When I left my class I felt buoyant. The temps have fallen slightly, and the evenings are cooling down some. I walked to my car and my whole body felt relaxed. It’s been such a frantic week, but that’s not the exception around here. I got into my car and took a deep breath and just sat there for a moment. This is how I felt –
Grateful – it’s really a bizarre and wonderful and mysterious thing that our bodies are able to heal themselves. I know this time it was a minor thing, but I also know just how much I can break my feet and rebuild them, and they somehow knit themselves back together to a point where I can push them as hard as I want to or need to and they can take it.
Determined – I’m reminded again about how important it is to carve out time for exercise. It’s taken me four decades to get to this place of understanding about myself, but the definition of this is clearer to me now than it’s ever been. I think there are many ways to be active and fit and engaged, and I always considered myself to be all of those because I stayed busy, I went on walks, I wasn’t a couch potato. But that is not enough. I’m amazed out how quickly my body reverted back to the way I used to feel all the time – restless (daytime and sleeping), sore, achy, jittery. Even adding back in one piece at a time wasn’t enough. I have to do all of it, and it all needs to be at a level that is rigorous and challenging and really, really difficult to get through. Strength + cardio + flexibility + core + intensity – somehow it produces this balance that wipes away all of those other issues.
Accepting – this isn’t rocket science, I know. It’s what any doctor or PT or trainer or fitness article will tell you. But I’ve spent the majority of my life telling myself that it doesn’t apply to me. (Because I’m healthy-enough, active-enough, smart-enough, thin-enough etc.) It wasn’t enough. This is what it has to be, and it’s not a luxury or a thing I try to fit in where I can. It’s the vehicle that lets me be better at all the other things I try to do and want to do. It’s not about status or distance or medals or recognition. It’s about feeling completely comfortable in this body that is aging, whether I like it or not. I wake up feeling that way, and that is more of a gift than I could have imagined for myself at a younger age.

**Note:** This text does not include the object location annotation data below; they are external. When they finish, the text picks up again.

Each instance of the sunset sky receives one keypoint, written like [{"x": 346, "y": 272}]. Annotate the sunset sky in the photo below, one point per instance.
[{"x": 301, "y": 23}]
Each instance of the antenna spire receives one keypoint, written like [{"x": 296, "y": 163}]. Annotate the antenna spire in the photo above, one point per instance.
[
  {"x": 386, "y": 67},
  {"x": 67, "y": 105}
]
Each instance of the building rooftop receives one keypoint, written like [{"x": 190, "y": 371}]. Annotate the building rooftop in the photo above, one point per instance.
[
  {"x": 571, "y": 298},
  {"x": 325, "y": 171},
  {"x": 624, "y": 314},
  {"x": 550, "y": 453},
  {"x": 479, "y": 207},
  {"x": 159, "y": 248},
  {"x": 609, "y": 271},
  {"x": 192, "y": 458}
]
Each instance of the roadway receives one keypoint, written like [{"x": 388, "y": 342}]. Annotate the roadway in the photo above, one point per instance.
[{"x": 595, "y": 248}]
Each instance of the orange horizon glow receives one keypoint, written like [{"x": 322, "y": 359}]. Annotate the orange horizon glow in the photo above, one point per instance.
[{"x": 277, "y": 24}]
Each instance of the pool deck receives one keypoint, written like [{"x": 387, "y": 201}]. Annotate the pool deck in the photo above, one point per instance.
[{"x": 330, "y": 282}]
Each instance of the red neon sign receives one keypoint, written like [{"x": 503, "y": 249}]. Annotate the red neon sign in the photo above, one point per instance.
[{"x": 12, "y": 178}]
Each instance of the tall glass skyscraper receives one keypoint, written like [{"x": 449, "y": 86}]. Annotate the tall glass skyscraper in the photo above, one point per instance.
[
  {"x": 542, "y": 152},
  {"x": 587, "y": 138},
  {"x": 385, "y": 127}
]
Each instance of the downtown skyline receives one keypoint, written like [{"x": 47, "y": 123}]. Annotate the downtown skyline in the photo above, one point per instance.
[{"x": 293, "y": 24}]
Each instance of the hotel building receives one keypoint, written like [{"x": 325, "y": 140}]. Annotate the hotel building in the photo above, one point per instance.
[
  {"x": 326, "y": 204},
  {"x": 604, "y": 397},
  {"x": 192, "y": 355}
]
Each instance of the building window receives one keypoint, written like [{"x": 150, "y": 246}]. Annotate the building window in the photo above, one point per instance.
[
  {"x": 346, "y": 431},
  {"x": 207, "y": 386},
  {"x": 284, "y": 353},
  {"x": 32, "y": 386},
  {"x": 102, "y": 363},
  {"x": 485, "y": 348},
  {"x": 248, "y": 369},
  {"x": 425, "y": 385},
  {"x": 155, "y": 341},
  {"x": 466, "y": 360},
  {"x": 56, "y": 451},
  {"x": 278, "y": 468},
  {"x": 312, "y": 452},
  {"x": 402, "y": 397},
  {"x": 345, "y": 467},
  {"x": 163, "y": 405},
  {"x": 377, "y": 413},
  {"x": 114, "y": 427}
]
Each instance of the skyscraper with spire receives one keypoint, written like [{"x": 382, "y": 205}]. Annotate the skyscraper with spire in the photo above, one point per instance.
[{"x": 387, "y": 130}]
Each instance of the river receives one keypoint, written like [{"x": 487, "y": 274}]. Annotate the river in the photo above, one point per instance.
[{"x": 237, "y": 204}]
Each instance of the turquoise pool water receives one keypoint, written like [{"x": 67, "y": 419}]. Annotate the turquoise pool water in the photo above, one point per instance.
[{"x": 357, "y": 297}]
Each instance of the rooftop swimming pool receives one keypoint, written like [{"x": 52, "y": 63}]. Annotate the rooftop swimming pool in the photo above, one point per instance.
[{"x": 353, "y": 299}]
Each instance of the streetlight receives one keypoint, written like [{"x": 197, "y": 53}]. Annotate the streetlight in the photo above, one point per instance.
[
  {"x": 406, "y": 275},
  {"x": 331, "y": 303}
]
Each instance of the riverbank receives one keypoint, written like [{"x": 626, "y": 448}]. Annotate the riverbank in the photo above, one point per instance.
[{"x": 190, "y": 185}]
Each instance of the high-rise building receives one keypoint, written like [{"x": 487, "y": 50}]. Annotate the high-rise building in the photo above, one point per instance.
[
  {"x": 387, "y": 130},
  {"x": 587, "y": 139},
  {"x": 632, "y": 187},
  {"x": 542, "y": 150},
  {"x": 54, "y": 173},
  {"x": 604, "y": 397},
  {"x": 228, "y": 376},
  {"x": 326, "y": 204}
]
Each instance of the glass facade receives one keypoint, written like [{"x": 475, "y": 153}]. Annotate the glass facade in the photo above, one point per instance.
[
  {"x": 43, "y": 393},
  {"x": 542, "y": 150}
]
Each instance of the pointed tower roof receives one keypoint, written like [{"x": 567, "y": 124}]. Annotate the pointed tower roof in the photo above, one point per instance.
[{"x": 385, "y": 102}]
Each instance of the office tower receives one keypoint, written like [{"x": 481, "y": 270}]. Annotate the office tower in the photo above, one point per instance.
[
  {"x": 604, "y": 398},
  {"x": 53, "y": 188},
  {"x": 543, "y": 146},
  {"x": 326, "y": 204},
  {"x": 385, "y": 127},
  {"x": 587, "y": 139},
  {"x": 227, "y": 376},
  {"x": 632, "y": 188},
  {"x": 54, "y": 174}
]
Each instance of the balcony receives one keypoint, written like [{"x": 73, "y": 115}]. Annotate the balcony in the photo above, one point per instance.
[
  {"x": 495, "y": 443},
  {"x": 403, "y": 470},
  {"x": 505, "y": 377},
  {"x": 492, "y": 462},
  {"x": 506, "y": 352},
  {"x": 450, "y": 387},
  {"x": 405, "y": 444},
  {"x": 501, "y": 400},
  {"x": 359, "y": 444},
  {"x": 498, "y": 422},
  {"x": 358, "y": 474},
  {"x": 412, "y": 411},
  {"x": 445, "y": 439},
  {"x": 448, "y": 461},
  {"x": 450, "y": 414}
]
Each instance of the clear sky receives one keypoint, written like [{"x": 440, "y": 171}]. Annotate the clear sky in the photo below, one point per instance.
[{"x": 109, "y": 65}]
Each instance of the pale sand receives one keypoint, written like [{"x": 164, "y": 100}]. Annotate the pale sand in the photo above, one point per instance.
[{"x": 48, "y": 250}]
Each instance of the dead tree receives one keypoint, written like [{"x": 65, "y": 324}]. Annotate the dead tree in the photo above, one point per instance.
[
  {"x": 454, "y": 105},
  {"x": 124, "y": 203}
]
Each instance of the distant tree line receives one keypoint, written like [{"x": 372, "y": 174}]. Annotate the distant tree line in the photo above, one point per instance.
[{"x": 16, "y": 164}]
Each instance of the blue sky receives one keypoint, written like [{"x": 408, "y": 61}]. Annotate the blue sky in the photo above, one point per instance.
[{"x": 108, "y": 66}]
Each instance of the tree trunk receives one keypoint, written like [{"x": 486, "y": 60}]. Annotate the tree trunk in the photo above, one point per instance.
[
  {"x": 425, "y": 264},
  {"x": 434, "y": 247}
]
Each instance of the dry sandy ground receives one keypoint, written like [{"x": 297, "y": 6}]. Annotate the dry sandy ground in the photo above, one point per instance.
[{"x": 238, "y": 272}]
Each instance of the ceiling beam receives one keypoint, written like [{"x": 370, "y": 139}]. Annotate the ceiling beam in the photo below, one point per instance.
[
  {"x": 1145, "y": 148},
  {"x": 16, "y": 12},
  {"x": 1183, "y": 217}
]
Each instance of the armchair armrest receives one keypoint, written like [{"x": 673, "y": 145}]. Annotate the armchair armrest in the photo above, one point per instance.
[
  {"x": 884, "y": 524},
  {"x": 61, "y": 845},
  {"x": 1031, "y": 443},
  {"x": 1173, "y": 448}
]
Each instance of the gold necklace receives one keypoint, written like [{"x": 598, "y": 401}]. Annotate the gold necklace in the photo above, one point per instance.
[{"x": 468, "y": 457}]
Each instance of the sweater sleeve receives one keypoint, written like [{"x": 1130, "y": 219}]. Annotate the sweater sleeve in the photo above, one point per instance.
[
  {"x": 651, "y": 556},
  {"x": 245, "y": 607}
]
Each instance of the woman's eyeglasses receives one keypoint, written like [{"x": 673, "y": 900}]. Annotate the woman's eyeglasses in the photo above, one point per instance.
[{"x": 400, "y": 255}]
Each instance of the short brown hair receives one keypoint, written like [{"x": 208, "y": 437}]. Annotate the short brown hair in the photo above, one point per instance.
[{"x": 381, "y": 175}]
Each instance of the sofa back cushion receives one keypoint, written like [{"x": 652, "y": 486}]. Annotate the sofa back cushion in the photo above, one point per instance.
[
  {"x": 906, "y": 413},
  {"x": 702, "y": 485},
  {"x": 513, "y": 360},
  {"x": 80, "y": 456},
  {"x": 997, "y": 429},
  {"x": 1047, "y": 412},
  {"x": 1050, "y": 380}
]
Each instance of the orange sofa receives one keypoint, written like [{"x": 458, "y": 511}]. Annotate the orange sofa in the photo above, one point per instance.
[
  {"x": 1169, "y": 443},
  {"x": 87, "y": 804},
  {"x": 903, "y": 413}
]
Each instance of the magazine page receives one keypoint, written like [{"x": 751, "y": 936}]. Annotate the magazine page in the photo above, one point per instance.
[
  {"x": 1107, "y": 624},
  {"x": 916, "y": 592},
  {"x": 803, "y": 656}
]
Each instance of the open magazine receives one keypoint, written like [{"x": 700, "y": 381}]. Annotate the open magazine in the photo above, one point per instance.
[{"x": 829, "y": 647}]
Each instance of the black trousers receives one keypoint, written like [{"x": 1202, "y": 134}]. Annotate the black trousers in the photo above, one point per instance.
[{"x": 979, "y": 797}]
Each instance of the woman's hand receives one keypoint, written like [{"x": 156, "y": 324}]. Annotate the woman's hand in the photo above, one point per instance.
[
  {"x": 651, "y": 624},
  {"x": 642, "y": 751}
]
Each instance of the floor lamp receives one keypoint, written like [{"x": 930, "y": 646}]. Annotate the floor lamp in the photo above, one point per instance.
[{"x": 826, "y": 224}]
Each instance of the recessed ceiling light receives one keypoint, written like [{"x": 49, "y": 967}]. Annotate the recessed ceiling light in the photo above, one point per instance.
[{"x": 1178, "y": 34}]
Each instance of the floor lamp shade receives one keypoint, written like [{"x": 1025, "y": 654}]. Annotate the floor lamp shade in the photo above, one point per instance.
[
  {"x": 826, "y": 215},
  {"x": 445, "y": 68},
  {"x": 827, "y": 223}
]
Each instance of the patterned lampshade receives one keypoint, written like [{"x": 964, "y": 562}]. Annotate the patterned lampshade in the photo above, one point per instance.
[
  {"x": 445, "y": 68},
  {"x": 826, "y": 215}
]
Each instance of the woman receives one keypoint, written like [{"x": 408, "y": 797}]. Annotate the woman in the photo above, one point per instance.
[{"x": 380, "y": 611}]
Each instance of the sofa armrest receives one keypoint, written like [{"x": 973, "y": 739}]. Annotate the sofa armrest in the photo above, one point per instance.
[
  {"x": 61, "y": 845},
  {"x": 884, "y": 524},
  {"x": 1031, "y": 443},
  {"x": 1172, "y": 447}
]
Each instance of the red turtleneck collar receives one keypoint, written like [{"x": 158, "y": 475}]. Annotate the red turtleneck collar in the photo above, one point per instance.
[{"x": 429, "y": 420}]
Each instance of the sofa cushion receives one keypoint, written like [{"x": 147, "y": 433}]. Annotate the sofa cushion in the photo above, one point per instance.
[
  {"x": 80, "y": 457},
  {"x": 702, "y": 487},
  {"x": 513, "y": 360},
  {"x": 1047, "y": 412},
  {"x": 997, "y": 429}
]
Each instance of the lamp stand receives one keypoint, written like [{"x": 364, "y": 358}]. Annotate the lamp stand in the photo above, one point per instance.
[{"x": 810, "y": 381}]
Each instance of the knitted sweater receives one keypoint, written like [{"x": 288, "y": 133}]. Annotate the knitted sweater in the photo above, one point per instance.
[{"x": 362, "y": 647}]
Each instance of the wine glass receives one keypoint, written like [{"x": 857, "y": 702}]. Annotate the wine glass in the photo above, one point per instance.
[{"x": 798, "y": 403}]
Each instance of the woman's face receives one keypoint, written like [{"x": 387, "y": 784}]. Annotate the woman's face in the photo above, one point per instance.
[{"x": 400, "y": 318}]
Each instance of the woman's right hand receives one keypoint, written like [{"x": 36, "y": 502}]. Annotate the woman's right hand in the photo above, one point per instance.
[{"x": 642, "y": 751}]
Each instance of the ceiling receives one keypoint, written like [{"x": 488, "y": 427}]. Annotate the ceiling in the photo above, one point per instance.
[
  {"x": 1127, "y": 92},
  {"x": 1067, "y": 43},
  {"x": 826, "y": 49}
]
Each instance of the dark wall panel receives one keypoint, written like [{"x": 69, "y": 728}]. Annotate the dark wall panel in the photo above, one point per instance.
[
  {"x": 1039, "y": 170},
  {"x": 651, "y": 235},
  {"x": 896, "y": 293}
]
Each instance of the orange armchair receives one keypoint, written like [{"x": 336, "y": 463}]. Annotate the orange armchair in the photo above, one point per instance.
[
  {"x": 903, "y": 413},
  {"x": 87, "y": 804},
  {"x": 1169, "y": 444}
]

I don’t know what took me so long. I wonder if a lot of the things that I’ve struggled with in the past might have been eased a bit (or a lot) if I had started this at a younger age. The more I push and pull myself physically, the less push and pull I feel from other things – stress and emotion and anxiety and worry. They aren’t gone completely, but they don’t swing as widely as they used to. And when they threaten to, I have a strategy in place. It’s on the calendar. It doesn’t get skipped. I don’t ease up, I don’t leave early. I’m comfortable with the uncomfortable. I’m strong in my body. I relish in its strength.